Chinese and Philippine diplomats squabbled Tuesday over the wording of a paragraph on the territorial rifts in a joint statement to be issued by Chinese and ASEAN leaders after they met Wednesday, two Philippine diplomats told The Associated Press on condition of anonymity because they were not authorized to talk to reporters.

When asked by Southeast Asian journalists, who sent in their questions in writing, about fears that China might seek hegemony in the region with its growing military might, Li portrayed his country as a gentle giant which has had no track record of expansionism in Asia — unlike Western powers.

But while China is firmly committed to a peaceful rise, Li said it “is unshakable in its resolve to uphold national sovereignty and territorial integrity.”

According to U.S. officials, Kerry is encouraging the ASEAN countries to continue to work “for enhanced coherence and unity” among themselves to bolster their position with China in negotiating a code of conduct for the South China Sea.

China has bristled at what it sees as U.S. interference in its backyard and has only reluctantly agreed to open consultations with ASEAN on a code of conduct. It has also aggressively lobbied some ASEAN members to prevent a consensus on the matter.
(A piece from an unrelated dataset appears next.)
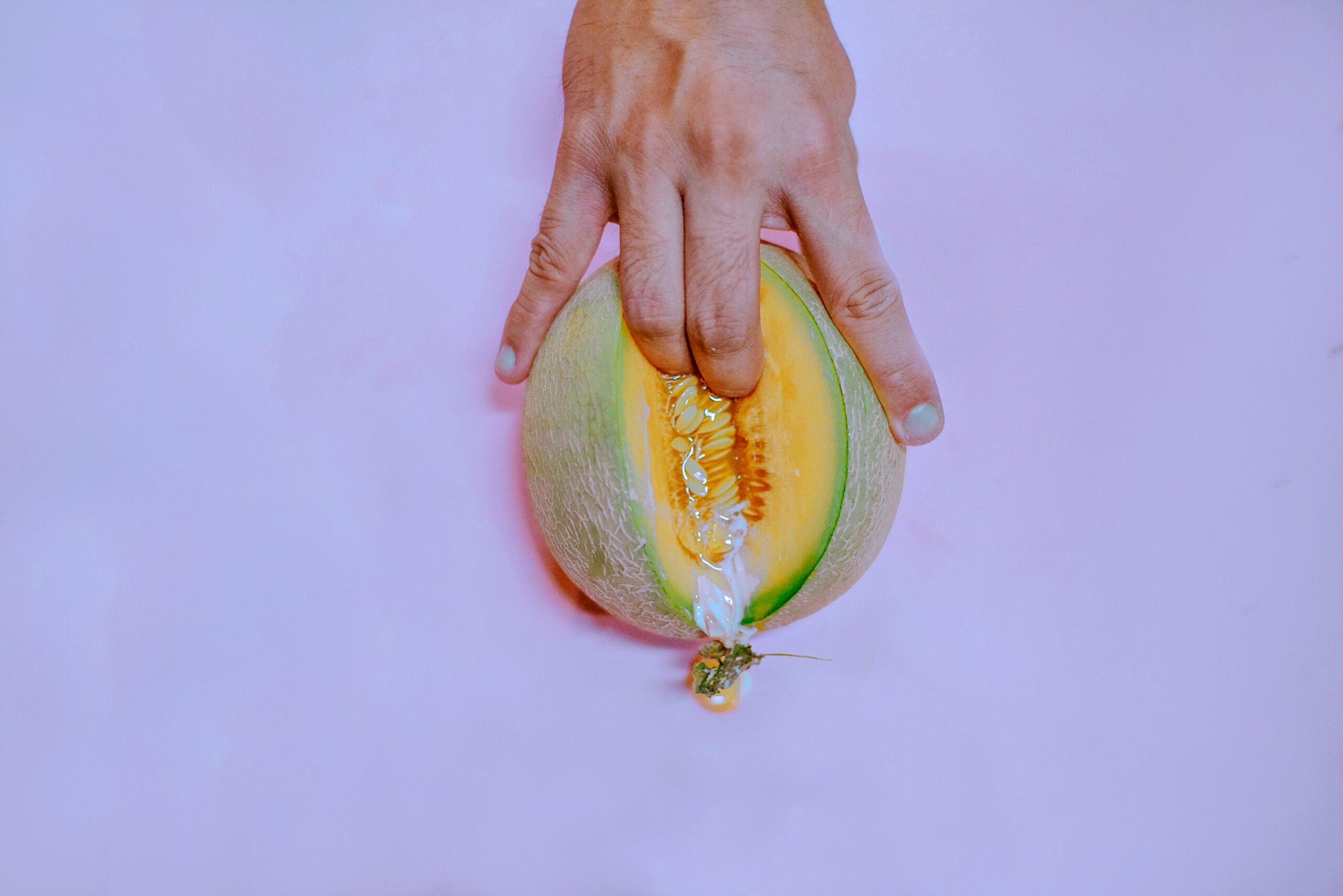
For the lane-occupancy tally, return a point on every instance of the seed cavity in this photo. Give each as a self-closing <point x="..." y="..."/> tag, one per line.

The U.S. weighed in on the issue during Obama’s first term, when Washington announced it had a national security interest in keeping the world’s busiest commercial sea lanes open and peacefully resolving competing territorial claims based on freedom of navigation.

One U.S. official said the United States and ASEAN are now in “violent agreement” on the principles of freedom of navigation and negotiated settlements to the territorial disputes.

After their separate meetings with the ASEAN leaders, Li and Kerry met each other. While each extolled a new chapter in Washington-Beijing ties, some friction was evident.

“I am sure that we are committed to living with each other in harmony,” Li told Kerry, while repeating China’s long-standing position that it is far from a developed country and as such cannot be expected to live up to the same standards as the West.

In his remarks, Kerry offered a tart rejoinder.

“We think you are a little more developed that you may want to say you are, but nevertheless we have the same responsibility regardless,” Kerry said.